FACTFULNESS(ハウス・ロスリング)

『FACTFULNESS』(ハウス・ロスリング)(◯)

 事実を正しく認識することの大切さを学ぶことができる一冊です。まず世界の情勢に関する冒頭の3択クイズ13問でボロボロになります。私は2問しか正解できませんでした。「あれ?」なんで? って思いましたが、自分の判断の根拠としている情報が古い記憶や印象なんだなと思います。認知を正しくしないと、その先の思考・行動がブレブレになってしまいます。大きな方向性を誤らないためにも、改めて立ち止まり、俯瞰して考え、正しい情報をとりにいく行動に持っていくためにも、気づきを得られてよかったなと思います。

 

(印象に残ったところ・・本書より)

◯分断本能(「世界は分断されている」という思い込み)

・話の中の「分断」を示す言葉に気づくこと。それが重なり合い、2つのグループを連想させることに気づくこと。多くの場合、実際には分断はなく、誰もいないと思われていた中間部分に大半の人がいる。
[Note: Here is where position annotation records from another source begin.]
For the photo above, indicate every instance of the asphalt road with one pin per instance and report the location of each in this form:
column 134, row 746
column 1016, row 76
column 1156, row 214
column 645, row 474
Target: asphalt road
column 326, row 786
・中所得の国と高所得の国を合わせると、人類の91%になる。そのほとんどはグローバル市場に取り込まれ、徐々に満足いく暮らしができるようになっている。

・分断本能を抑えるには、大半の人がどこにいるか探すこと。

 

◯ネガティブ本能(「世界はどんどん悪くなっている」という思い込み)

・ネガティブなニュースに気づくこと。そして、ネガティブなニュースの方が、圧倒的に耳に入りやすい。ネガティブな本能を抑えるには、悪いニュースの方が広まりやすいと覚えておくこと。

・悪いと良くなっているは両立する。

・ゆっくりとした進歩はニュースになりにくい

・統計を読み解くには、数値の差が10%程度かそれ以下である場合、その差をもとになんらかの結論を出すことには慎重になるべきと覚えておこう。

 

◯直線本能(「世界の人口はひたすら増え続ける」という思い込み)

・グラフは真っ直ぐになるだろうという思い込みに気づくこと。何でもかんでも、直線のグラフを当てはめないようにしよう。多くのデータは直線ではなく、S字カーブ、滑り台の形、コブの形、あるいは倍増する線の方が当てはまる。
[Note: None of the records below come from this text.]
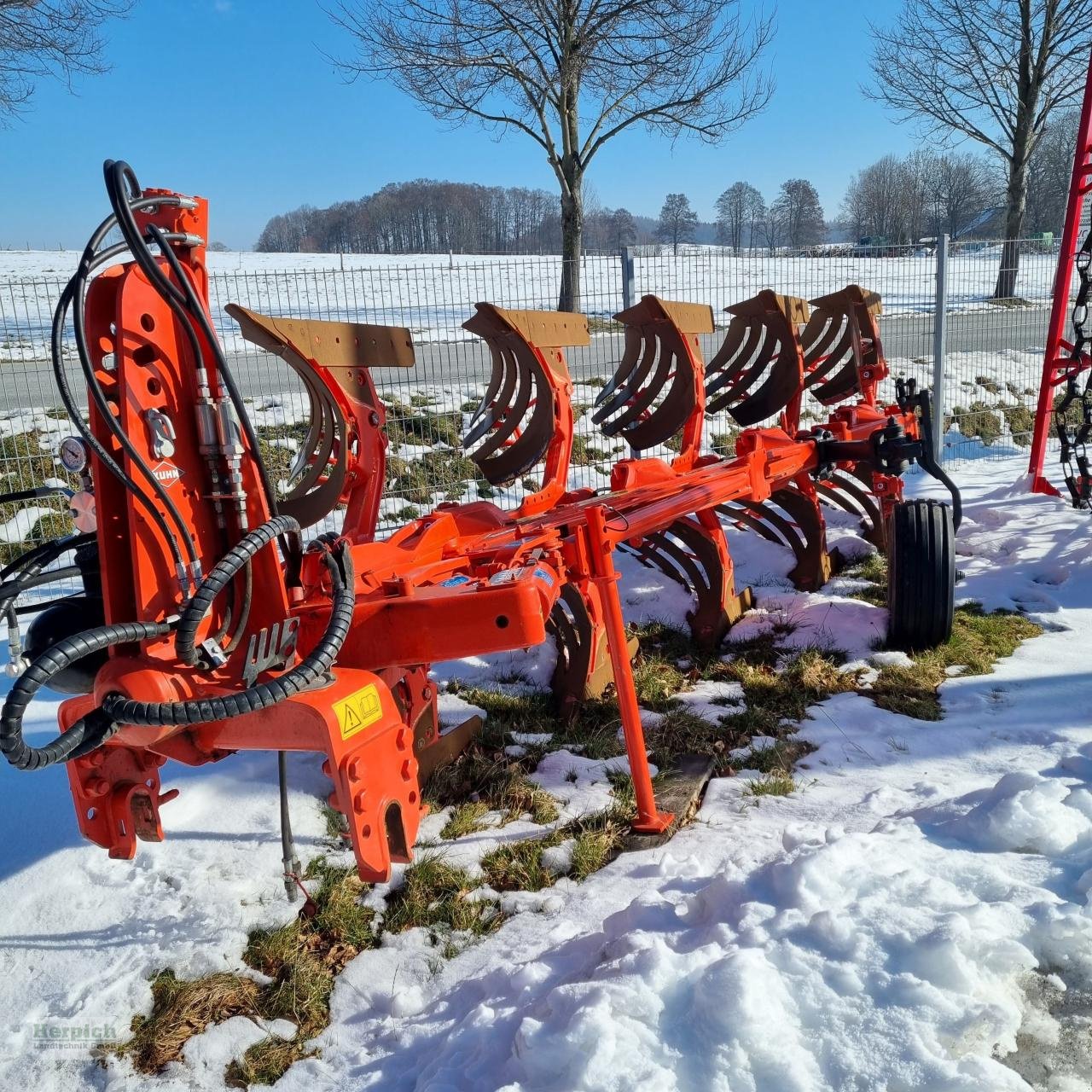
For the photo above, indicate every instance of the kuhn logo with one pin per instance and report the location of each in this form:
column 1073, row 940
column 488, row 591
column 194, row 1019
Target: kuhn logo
column 166, row 473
・直線本能を抑えるには、直線もいつか曲がることを知ろう。

 

◯恐怖本能(危険でないことを恐ろしいと考えてしまう思い込み)

・恐ろしいものには、自然と目がいってしまうことに気づくこと。恐怖本能を抑えるには、リスクを正しく計算すること。

・世界は恐ろしいと思う前に、現実を見よう。

 

◯過大視本能(「目の前の数字が一番重要だ」という思い込み)

・ただ一つの数字が、とても重要であるかように勘違いしてしまうことに気づくこと。

・過大視本能を抑えるには、比較したり、割り算をしたりするといい。

・ひとつの数字だけに注目しないこと。数字を一人ぼっちにするのは絶対だめ。ひとつの数字がそれ自体で意味を持つことなどない。
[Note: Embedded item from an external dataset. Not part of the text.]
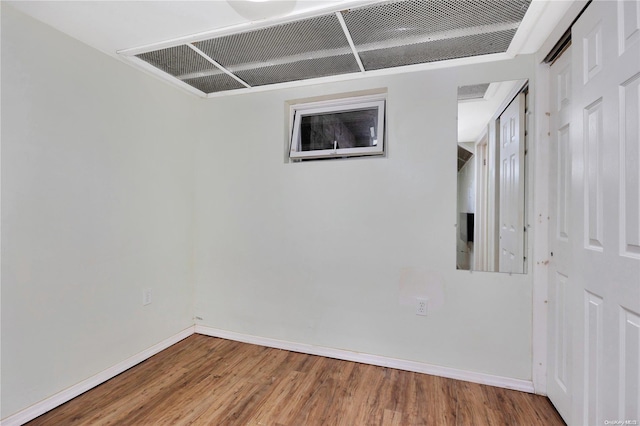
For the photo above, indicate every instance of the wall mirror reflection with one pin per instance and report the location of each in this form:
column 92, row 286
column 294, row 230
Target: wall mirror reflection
column 491, row 226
・特に大きい数字を見せられたら注意。不思議なことに、ある程度ケタの数が増えると、他の数字と比較しない限り、どんな数でも大きく見える。数字が大きく見えると、その数字がさも重大なことを表しているように思えてくる。

 

◯パターン化本能(「ひとつの例がすべてに当てはまる」という思い込み)

・ひとつの集団パターンを根拠に物事が説明されていたら、それに気づくこと

・同じ集団の中にある違いを探そう。違う集団の間の共通項を探そう。

・パターン化本能を抑えるには、分類を疑おう。

 

◯宿命本能(「全てはあらかじめ決まっている」という思い込み)

・いろいろなものが変わらないように見えるのは、変化がゆっくりと進んで起きているからだと気づくこと。

・小さな進歩を追いかけよう。知識をアップデートしよう。

 

◯単純化本能(「世界はひとつの切り口で理解できる」という思い込み)

・ひとつの視点だけでは世界は理解できないと知ること。単純化本能を抑えるには、なんでもトンカチで叩くのではなく、さまざまな道具の入った工具箱を準備した方がいい。「子供にトンカチを持たせると、なんでも釘に見える」ということわざがある。

・単純化本能を抑えるには、ひとつの知識がすべてに応用できないことを覚えておこう。

 

◯犯人探し本能(「誰かを責めれば物事は解決する」という思い込み)

・誰かが見せしめとばかりに責められていたら、それに気づくこと。犯人ではなく原因を探そう。ヒーローではなく、社会を機能させている仕組みに目を向けよう。

・犯人探し本能を抑えるには、誰かを責めても問題は解決しないと肝に銘じよう。

・「ガイジン病」。かつて梅毒の呼び名は、ロシアではポーランド病、ポーランドではドイツ病、ドイツではフランス病、フランスではイタリア病、イタリアではフランス病と呼ばれた。誰かに罪を着せたいと思う本能は、人間によほど深く根付いているのだろう。

 

◯焦り本能(「今すぐ手を打たないと大変なことになる」という思い込み)

・今すぐに決めなければならないと感じたら、自分の焦りに気づくこと。焦り本能を抑えるには、小さな一歩を重ねるといい。

 

 思い込みと思い込みを正しいと思って理屈を後付けするという行為の怖さを感じます。思い込みと自分を正当化する人間の本能が絡み合うことが人間関係のもつれの原因にもなります。改めて注意していきたい分野です。